After starting my evaluation of Windows Home Server Vail on my test server I became more eager to get going on my next system build, a new home server that will run Vail (Windows Home Server v2) once it’s released. I’ve been researching the parts I think I’ll want for the server and decided it was time to start buying them. I made a decision on the case and placed the order this past weekend.

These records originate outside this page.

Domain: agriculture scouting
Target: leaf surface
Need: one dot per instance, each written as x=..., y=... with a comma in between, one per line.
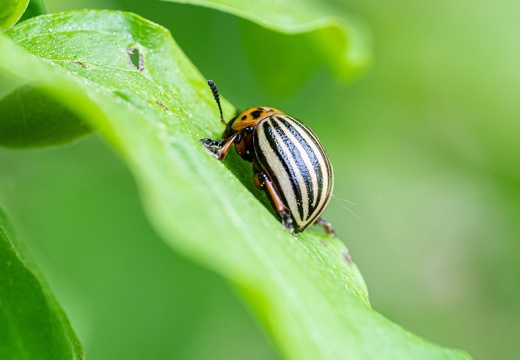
x=128, y=79
x=33, y=325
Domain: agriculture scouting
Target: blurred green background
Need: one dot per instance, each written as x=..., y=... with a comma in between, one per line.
x=425, y=149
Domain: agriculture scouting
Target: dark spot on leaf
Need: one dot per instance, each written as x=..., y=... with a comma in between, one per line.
x=347, y=258
x=80, y=63
x=135, y=58
x=163, y=106
x=122, y=95
x=256, y=114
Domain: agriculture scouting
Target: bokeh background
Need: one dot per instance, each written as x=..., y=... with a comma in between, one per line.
x=425, y=148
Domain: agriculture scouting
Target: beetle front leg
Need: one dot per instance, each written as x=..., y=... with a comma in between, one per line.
x=326, y=225
x=219, y=149
x=262, y=182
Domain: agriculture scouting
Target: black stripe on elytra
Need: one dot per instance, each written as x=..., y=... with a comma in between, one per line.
x=282, y=127
x=275, y=146
x=310, y=149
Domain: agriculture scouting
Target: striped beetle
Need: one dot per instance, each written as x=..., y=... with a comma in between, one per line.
x=289, y=162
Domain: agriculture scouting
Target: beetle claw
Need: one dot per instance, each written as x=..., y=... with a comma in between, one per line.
x=287, y=222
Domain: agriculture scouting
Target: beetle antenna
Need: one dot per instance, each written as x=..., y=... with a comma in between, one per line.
x=216, y=95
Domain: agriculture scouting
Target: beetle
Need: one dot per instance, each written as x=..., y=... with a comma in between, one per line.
x=289, y=162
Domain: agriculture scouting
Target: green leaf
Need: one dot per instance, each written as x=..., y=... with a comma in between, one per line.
x=339, y=37
x=33, y=324
x=153, y=107
x=11, y=11
x=34, y=8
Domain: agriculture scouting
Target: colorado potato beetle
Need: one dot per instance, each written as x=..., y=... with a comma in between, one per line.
x=289, y=162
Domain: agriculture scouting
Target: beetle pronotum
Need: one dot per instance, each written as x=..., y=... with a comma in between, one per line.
x=289, y=162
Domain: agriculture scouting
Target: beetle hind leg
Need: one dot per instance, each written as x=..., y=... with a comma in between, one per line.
x=326, y=225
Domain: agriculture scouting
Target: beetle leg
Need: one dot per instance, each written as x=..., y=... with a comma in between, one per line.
x=219, y=149
x=326, y=225
x=263, y=183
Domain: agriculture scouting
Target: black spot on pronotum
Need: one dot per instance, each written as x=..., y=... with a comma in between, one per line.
x=163, y=106
x=135, y=58
x=347, y=258
x=256, y=114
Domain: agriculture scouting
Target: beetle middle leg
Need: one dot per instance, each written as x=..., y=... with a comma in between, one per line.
x=262, y=182
x=326, y=225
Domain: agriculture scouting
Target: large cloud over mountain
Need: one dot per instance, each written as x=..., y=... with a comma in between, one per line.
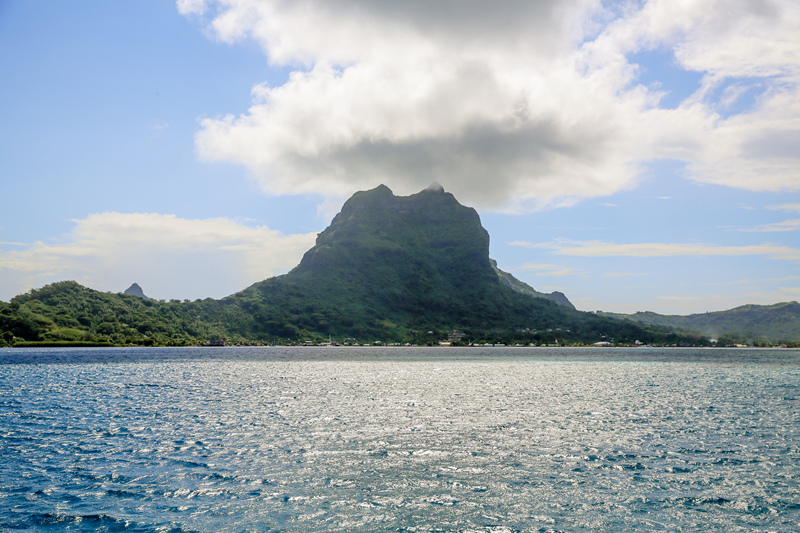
x=513, y=105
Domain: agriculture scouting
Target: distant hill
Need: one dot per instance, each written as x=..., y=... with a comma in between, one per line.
x=388, y=266
x=401, y=269
x=771, y=323
x=136, y=290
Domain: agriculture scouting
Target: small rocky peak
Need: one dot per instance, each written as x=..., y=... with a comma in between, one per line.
x=136, y=290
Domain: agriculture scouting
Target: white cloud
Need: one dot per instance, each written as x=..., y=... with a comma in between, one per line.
x=517, y=105
x=785, y=207
x=609, y=249
x=550, y=270
x=168, y=256
x=785, y=225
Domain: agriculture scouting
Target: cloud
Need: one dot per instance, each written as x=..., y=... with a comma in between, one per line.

My choice was the COOLER MASTER HAF 932 RC-932-KKN1-GP which is a nice big ATX Full Tower. This will be my first full tower build and I’m looking forward to having the space inside. The case is made of steel which makes it heavy, the specs say it’s a tad over 29 pounds. Just because it’s steel doesn’t guarantee quality, but the Cooler Master rep and the reviews I’ve read does lead me to believe it’s a quality case which will last many years and several builds.
I had been looking to set up all the drives to be hot swappable and I’ve been hoping to have a rig with at least 12 drives in the case. The Cooler Master doesn’t meet that requirement but the cases that did had other issues I was concerned with. With so many drives with external from openings there wouldn’t be a fan blowing outside air over the drive. For example, the Antec 1200 could handle the drives but I’d lose two fans.
Then another big concern was expense, the LIAN LI PC-P80 case has 12 external 5.25” bays with good airflow over them. This was a serious contender as my case but at over double the price of the Cooler Master I was turned off. Lian Li is a quality case maker so I doubt I would have been disappointed. If the Cooler Master ends up being a bad choice for my Home Server it will certainly be suitable for my Windows PC upgrade and I can get the Lian Li for the home server.
As for the disk arrangement, the Cooler Master HAF 932 has:
- 5 external 5.25” bays. There’s a sixth that’s convertible between 5.25” and 3.5”.
- 1 external 3.5” bay. This is convertible to a 5.25” bay
- 5 internal 3.5” bays. I like the arrangement of these bays as they face sideways. While I do have to open the case to access the drives I won’t need to slide the drives into or across any other parts to add or remove them. This was the clincher to get me to ease off the externally accessible drive requirement.
- There’s also a bracket for attaching a 2.5″ SSD drive internally, although I don’t be using it.
To handle the 12 drives I’ll be adding the following to the case:
- The iStarUSA BPU-2535V2 1 x 3.5″ to 2 x 2.5″ SATA I/II Hot-Swap Drive Cage takes one external 3.5” slot and can hold two 2.5” hard drives. My plan is to put two hard drives in this puppy and then set then mirror them to handle the Windows Home Server operating system. So this will go into the 3.5”/5.25” convertible bay.
- My plan is to put a Antec EasySATA dock in each of the external 5.25” bays. These take a 3.5” drive and allow it to be hot swapped. There’s also a eSata port but I won’t be using that. If you do want to use the eSata port you’ll need an additional SATA connection for it. The two drives in here is what gives me the 12 drives in 11 bays.
So the case parts are on order and should arrive later this week. Everything except the EasySATA docks came from Newegg. The EasySATA docks were ordered from Amazon because they had them in stock for the exact same price but with free shipping due to Amazon Prime. Amazon also has a better return policy (and no restocking fee) so if I open the first one and it doesn’t meet my needs I should be able to return them without a problem.
The tab for this part of the build was $281.66 – $139.98 for the case (from Newegg), $36.68 for the iStarUSA drive cage and the EasySata’s were $21 each (I need 5).
Once the case arrives I’ll be hard-pressed to resist ordering the remaining components, so I may have more updates this week if I order more parts for the Windows Home Server build.
Feel free to comment about my selection (good or bad) or offer alternatives. Once I get the case and start using it I’ll update this article to reflect anything new that I learned.